Lombardi also said including Chris Drury on the roster was an easy decision despite his struggles with the New York Rangers this season.

“We got criticism for putting Drury there, but he’s part of those intangibles and as everyone knows he always shows up in big tournaments,” Lombardi said of Drury, whose resume includes pitching for a Little League championship team, an NCAA hockey title and a Stanley Cup championship with Colorado.

“That was one thing Brian was hammering on from Day One.”

Apparently, it hit home.

The Kings and Ducks each had a player figure in the scoring in Canada’s 8-2 victory over Germany, which sent the host team to the quarterfinals Wednesday against Russia.

Ducks defenseman Scott Niedermayer scored Canada’s seventh goal, darting out of the penalty box and into his defensive zone before turning the play up ice and scoring unassisted.

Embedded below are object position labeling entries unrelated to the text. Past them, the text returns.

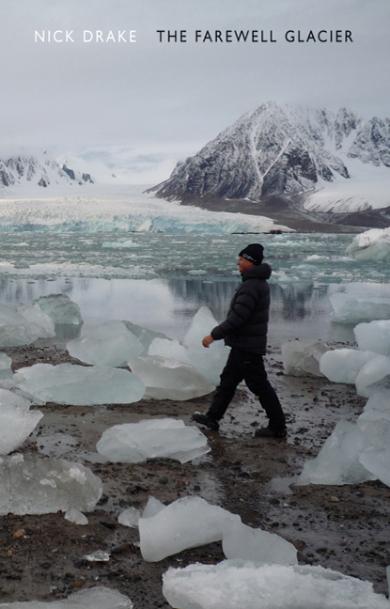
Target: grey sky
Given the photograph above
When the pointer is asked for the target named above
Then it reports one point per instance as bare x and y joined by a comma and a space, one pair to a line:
167, 100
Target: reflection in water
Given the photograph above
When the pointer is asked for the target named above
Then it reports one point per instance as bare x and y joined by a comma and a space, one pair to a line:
299, 310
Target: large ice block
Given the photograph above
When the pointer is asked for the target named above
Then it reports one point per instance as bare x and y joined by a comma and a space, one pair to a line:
81, 385
23, 325
343, 365
358, 302
245, 585
36, 485
241, 541
374, 375
90, 598
169, 379
338, 460
186, 523
17, 421
374, 336
209, 362
106, 344
61, 309
302, 357
373, 244
153, 438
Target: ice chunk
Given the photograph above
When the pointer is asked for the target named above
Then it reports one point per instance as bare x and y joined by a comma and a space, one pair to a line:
338, 459
145, 335
36, 485
76, 517
153, 438
23, 326
373, 244
153, 506
374, 375
129, 517
106, 344
377, 462
5, 366
377, 407
17, 421
241, 541
98, 556
357, 302
343, 365
91, 598
168, 349
374, 336
209, 362
70, 384
61, 309
168, 379
186, 523
301, 358
239, 585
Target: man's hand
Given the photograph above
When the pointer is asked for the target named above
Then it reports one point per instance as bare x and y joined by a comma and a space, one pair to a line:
207, 340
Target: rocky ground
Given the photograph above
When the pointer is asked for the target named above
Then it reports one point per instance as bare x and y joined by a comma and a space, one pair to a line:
343, 528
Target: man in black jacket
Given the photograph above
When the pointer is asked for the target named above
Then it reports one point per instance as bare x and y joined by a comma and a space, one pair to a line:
245, 331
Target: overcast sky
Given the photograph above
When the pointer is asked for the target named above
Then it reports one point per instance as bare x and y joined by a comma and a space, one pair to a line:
156, 103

Kings defenseman Drew Doughty had an assist on Canada’s third goal and a +4 plus/minus rating.

Ducks goaltender Jonas Hiller stopped two of three shootout attempts by Belarus on Tuesday to help Switzerland prevail, 3-2, and advance to a quarterfinal matchup against the U.S. Wednesday. Hiller had lost a shootout to Canada last week.

Ducks winger Bobby Ryan, who scored on Hiller in the teams’ preliminary-round matchup -- a 3-1 victory for the U.S. -- was asked if Hiller is capable of beating the U.S. on Wednesday.

“He definitely can, just like you saw him almost do against Canada. He’s that dynamic of a goalie,” Ryan said. “And if he’s hot -- and I’m fortunate enough to have seen him when he is -- he’s one of the best in the league.

“The bright side is I’ll be telling guys where to shoot.”

U.S. forward Dustin Brown of the Kings said the Americans didn’t expect by the physical play of the Swiss in the teams’ first-round game.

“They’re more North American than you might think going in,” he said. “I think that surprised us in the first game.”

He said he has seen plenty of Hiller not only here but in the Kings’ games against the Ducks.

“They key against Hiller obviously is traffic,” Brown said. “When you get traffic on him and make it hard for him to see the puck. . . . the same with every goalie, it makes it more difficult for him to make saves.

“He’s playing a really good game for Switzerland right now. If he’s seeing the puck he’s going to stop it. We need to make it difficult for him to track the puck and maybe some side-to-side plays. If you can move him side to side and have him try and track it at the same time that’s when you can find holes on him.”